Fray Vasco doesn’t hear you. There was a drought in Michoacan. Quiroga strikes a rock with his staff. Water pours out of the stone when the crook of the bishop’s crosier touches it. Is the miracle enough for you, Josue? Do you need something more than a miracle?

The savage soldiers of Nuno de Guzman the conquistador come down from Xalisco, burn villages, take prisoners, demand tributes, spices, labor, give themselves extensive and abundant lands and water. Utopia isn’t good for a race of porters and vassals, Utopia doesn’t allow forced labor in the mines or company stores on the haciendas. Silver, cattle, seized lands, alcohol for weddings and funerals: The Indian flees the utopia of Tata Vasco, subjugated by the swords and horses of Nuno de Guzman, takes refuge on the latifundios: It’s the lesser of two evils… What can we do.
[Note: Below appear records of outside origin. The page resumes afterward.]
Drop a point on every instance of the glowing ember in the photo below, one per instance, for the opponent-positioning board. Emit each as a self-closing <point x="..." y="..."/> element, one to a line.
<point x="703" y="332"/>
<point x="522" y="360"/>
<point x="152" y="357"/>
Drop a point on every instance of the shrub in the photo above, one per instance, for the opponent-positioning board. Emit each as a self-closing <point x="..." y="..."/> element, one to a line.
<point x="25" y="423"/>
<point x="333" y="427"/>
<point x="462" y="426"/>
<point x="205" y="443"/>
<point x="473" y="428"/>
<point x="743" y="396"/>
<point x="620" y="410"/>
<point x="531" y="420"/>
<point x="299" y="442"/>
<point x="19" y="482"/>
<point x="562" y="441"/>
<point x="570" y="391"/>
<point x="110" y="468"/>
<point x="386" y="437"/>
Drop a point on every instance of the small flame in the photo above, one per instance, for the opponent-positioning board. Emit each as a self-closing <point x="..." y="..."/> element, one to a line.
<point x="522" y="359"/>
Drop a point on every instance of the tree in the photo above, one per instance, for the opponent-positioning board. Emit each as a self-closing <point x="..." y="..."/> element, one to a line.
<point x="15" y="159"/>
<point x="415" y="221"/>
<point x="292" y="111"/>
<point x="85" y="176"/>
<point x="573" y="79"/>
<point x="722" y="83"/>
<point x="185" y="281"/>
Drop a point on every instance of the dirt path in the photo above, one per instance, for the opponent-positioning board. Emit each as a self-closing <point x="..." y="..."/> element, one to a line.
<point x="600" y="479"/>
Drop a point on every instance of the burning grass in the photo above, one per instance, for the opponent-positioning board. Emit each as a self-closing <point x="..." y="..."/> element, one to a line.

Every morning Josue questions the statue of Fray Vasco de Quiroga, Tata Vasco, in the district of Santa Fe in Mexico, D.F.

“I am the father of your culture,” Tata Vasco tells Josue one day.

Josue wonders if his mission consists in maintaining or changing it.

“GO ON, ANDALE, andale.

Order, greeting and farewell, communication, familiarity and alienation, this Mexican verbal expression lends itself to as many interpretations as its national insularity permits: No one outside Mexico says “andale,” and a Mexican reveals himself when he says it, the lawyer Antonio Sangines told me one winter night in his house in the Coyoacan district.

This time, the garland of mischievous children was not climbing around his neck, and on the maestro’s face I observed a seriousness at once customary and unusual. I mean, he almost always was very serious. Except this time-I read it in his face-he was serious only for me. And this only for me excluded the other person with whom I had visited Sangines on previous occasions. My old buddy Jerico.

“How long has it been since you’ve seen each other?”

“A year.”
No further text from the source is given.